Thanks to Architectural Digest for the stunning feature of our Veneklasen House – Tour a Los Angeles Home With Classic Modern Pedigree and Tons of Contemporary Panache – with words by Mayer Rus and photography by Sam Frost.
The 1951 Veneklasen House was originally designed by architect Kenneth Lind. Modernist maestro Pierre Koenig subsequently put his own mark on the structure, with the majority of his work confined to the focal living room. Some years later, Josef Van der Kar—a fascinating but lesser-known modernist architect on the L.A. scene—designed an addition. Before Strauss bought the property, the previous owner commissioned an extensive renovation, including the addition of a second level for a new primary bedroom suite, by Los Angeles–based Chu-Gooding Architects. “Our goal was to unite the various design moves of the architects who had touched this place, to make the house the best version of itself by interpreting the original design intent and enhancing the connection between the new interior and the existing mature landscape,” architect Annie Chu explains.

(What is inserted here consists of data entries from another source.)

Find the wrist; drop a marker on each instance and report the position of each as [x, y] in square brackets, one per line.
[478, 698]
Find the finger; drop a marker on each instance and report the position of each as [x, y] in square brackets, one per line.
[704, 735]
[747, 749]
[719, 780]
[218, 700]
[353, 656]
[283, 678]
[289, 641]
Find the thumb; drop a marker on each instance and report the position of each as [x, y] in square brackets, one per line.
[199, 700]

Chu-Gooding’s scope of work involved a strategic reorganization of the floor plan on the ground level, repositioning the kitchen as a hinge space between the living room and dining and family wings, adding en suite bathrooms to the guest accommodations, and expanding the compact dining room volume with a new sloped roof that opens to a glass wall overlooking the pool. The second-floor addition—articulated in an architectural language consistent with the original design—is slightly recessed and painted in a contrasting dark brown color, which allows the historic structure to remain legible in the overall composition.
In the living room, the architects gently tweaked the signature accordion wall that looks out to the courtyard, replacing the wood that formed the accordion’s short legs with glass to heighten the sense of transparency. They also replaced the rubble stone surrounding the fireplace with white brick laid in a staggered pattern that mirrors the original brick treatment of the room’s curved end wall. “The heavy brick and the light glass are polar opposites in terms of materials, and we wanted to accentuate that dynamic juxtaposition,” Chu says.
“The renovation was intelligently and beautifully executed,” Strauss says of Chu-Gooding’s ministrations, which garnered an Honor Award from the AIA’s Los Angeles chapter.